Adult brains generate thousands of new brain cells, called neurons, each day; however only a small fraction of them survive. The rest die and are consumed by scavenger cells called phagocytes. Until now, scientists have not fully understood how this process works, which phagocytes are unique in the brain and how the removal of dead neurons influences the production of new ones.

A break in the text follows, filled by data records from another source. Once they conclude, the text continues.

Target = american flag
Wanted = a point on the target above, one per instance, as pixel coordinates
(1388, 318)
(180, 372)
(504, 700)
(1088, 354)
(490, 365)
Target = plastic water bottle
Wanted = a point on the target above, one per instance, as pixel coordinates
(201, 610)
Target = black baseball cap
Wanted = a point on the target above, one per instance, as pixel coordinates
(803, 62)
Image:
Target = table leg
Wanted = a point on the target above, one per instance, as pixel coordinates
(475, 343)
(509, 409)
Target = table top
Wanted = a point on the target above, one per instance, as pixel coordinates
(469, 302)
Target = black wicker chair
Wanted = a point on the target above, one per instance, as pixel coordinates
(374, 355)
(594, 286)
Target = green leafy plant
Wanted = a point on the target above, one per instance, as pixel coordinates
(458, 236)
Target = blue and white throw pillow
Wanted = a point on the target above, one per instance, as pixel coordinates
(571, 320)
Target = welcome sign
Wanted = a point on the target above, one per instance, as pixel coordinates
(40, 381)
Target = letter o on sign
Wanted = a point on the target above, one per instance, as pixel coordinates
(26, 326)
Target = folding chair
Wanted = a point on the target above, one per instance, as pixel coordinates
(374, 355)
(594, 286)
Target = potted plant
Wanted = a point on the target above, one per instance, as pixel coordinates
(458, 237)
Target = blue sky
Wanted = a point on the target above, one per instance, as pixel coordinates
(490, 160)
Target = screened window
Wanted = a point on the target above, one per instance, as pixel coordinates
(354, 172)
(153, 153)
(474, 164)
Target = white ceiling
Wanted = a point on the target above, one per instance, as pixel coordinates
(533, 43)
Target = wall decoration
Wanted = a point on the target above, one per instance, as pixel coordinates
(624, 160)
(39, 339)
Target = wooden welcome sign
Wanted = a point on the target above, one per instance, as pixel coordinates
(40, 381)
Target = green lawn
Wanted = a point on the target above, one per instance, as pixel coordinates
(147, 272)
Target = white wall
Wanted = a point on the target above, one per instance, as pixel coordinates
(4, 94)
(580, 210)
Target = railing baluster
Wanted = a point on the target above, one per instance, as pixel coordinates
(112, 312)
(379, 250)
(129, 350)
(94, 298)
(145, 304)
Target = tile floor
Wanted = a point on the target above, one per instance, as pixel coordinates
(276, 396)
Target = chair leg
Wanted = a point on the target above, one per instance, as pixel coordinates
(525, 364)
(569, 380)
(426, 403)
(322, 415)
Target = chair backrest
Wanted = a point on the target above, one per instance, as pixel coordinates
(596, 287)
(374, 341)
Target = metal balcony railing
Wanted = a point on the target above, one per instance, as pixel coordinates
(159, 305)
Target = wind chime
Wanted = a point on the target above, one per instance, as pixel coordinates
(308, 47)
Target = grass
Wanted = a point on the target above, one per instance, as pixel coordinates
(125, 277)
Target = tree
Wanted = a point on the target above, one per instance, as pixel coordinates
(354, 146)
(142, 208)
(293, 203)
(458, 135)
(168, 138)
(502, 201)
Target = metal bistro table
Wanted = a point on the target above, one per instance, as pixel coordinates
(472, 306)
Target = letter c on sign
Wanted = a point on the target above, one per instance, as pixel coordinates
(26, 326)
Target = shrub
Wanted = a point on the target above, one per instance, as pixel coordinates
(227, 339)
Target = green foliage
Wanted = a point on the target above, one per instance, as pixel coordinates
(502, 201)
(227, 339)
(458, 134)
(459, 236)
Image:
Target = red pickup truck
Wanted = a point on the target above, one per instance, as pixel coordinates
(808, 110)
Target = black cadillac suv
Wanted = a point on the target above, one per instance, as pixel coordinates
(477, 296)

In humans, neurogenesis, or the formation of new neurons, largely ceases
in most areas of the brain during adulthood. However, evidence is
strong that substantial numbers of new neurons are naturally generated
in two parts of the brain: the hippocampus, which is involved in
forming, organizing and storing memory; and the olfactory bulb, involved
in the perception of odor.
Researchers at the University of Virginia Health System have made a
pivotal discovery in understanding this complicated process, and their
findings could one day help scientists devise novel therapies to promote
neurogenesis in the adult brain. This could re-establish brain function
in patients suffering from depression, post-traumatic stress disorder
and other mental disorders in which adult neurogenesis is impaired.
The findings appear in a study published online July 31 in the journal Nature Cell Biology.
The study was led by Jonathan Kipnis, associate professor of
neuroscience, and Kodi S. Ravichandran, chair of the Department of
Microbiology and director of the U.Va. Center for Cell Clearance.
Zhenjie Lu, a senior research associate in the Department of
Neuroscience, is the first author on this work and was instrumental in
combining the methodologies in the Kipnis lab (which focuses on basic
mechanisms underlying neurological disorders) and the Ravichandran lab
(which focuses on cell clearance) to address adult neurogenesis through a
combination of studies in normal and genetically altered mice, and
studies using neuronal cultures.
Through their research, the scientists discovered that certain types of
progenitor cells, called the doublecortin (DCX)-positive neuronal
progenitors (or "newborn neurons"), serve a dual role in regulating
production and elimination of new brain cells. Progenitor cells
generally act as a repair system for the body, replenishing special
cells and maintaining blood, skin and intestinal tissues. This new
discovery points to the ability of these cells to clean each other out,
which ultimately benefits the regeneration process.